Kyrgyzstan: Popularity Of Manual Preparation Product – Kuruta Is Growing

In Kyrgyzstan, the popularity of the traditional fermented milk product is growing – Kuruta.

Today, KUST has won a strong place in the market, where you can find its variations with the addition of additional tastes.

KUSIT – a caloric fermented milk product of the nomads of Central Asia, dried in natural conditions, something between salted dried cottage cheese and hard cheese in the form of balls of different sizes.

For its manufacture, boiled milk is sealed and a roller is obtained, which is consistent reminiscent of a very fat sour cream.

Then the rim is poured into a special bag of numerous layers of gauze so that the liquid can be expressed through it. After expressing in the bag, Sazma remains, a mass resembling cottage cheese, which is mixed with salt.
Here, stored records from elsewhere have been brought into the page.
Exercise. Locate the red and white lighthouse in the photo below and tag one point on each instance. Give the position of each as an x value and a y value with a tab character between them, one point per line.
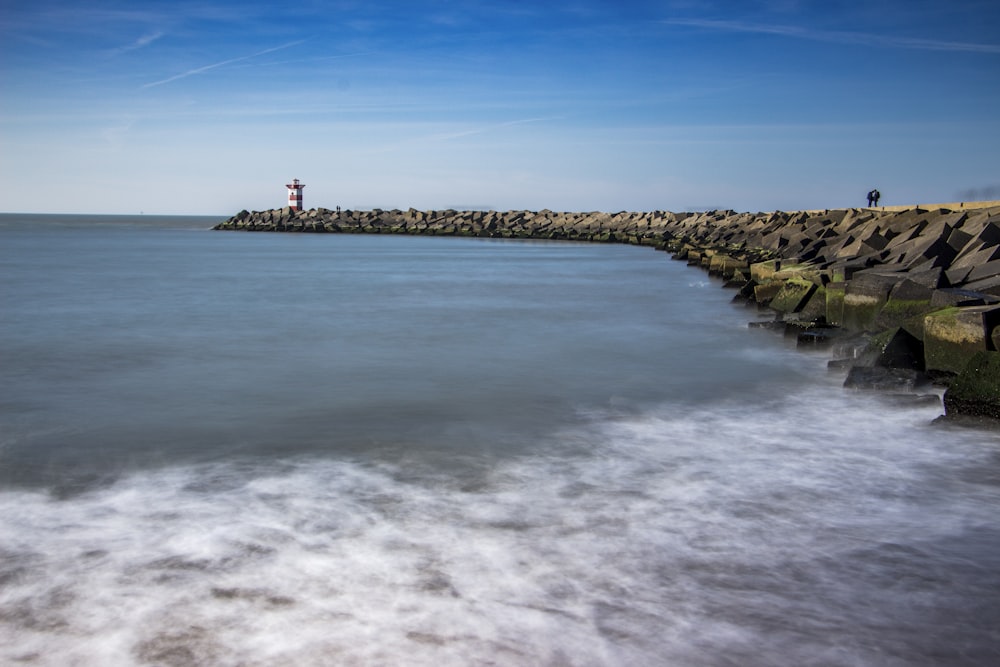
295	194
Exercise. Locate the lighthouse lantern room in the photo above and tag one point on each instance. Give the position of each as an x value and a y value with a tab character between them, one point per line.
295	194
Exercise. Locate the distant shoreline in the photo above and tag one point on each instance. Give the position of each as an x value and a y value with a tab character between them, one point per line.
919	284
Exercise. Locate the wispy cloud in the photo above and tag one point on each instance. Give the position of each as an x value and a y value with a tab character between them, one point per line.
483	129
840	37
206	68
139	43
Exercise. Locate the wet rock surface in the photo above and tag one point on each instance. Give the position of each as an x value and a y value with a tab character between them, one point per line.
922	283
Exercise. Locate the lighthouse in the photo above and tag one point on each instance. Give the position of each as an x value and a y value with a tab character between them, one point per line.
295	194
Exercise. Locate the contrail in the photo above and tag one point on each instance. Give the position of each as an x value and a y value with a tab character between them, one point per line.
199	70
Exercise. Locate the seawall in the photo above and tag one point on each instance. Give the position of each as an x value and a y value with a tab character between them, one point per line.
902	296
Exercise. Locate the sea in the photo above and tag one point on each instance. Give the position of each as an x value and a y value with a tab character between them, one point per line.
228	448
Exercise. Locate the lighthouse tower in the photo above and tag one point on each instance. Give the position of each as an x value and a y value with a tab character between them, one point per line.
295	194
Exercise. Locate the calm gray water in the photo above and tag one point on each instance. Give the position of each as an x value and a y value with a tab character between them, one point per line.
256	449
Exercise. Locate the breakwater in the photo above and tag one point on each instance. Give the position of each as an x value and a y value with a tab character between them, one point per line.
902	297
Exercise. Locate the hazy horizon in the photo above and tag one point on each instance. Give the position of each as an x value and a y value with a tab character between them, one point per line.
211	107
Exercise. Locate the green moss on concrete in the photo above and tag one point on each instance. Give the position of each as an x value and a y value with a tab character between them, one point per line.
835	303
793	295
976	390
952	336
897	311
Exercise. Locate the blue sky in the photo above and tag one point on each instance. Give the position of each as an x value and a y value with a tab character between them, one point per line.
210	107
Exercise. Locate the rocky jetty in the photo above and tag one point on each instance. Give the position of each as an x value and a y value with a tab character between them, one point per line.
903	297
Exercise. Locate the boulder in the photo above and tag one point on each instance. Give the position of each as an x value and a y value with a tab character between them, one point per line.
904	350
975	392
953	335
792	296
866	294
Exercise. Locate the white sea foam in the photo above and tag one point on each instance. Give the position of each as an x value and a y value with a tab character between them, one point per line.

The mass with the hands is slopped into balls of various sizes and sent to dry for several days.

The Kurut recipe for millennia has been transmitted from generation to generation by nomadic peoples of Central Asia.

Smok, obtained by expressing water from a roller, will appeal to anyone due to the variety of color, size, structure and taste.

Thanks to the growing popularity among young people and tourists in recent years, Kursut began to be sold on shelves in individual packaging.

– I cook 20 types of kurut

Dzhanil Egimberdieva, who lives in the At-Bashinsky district of the Naryn region of Kyrgyzstan, told the Anadolu agency that she prepares 20 types of Kurut and sells on the market.

According to her, the smoking is among the traditional food products of the Kyrgyz. “I have been cooking the smoking at home for 5 years. I make kuruts different in size, structure and taste,” she said.

Egimberdieva told the recipe for cooking kurut. “The smoking is obtained from the strained spine. We transfer the roller to the tissue bag and give the water well. We add the salt, knead and give the shape. We leave it well in the shadey place. It turns out when it dries from all sides and thoroughly hardens,” she said.

Egembertieva said that she is preparing a useful product in classical variation, smoked or with the addition of acute spices, herbs.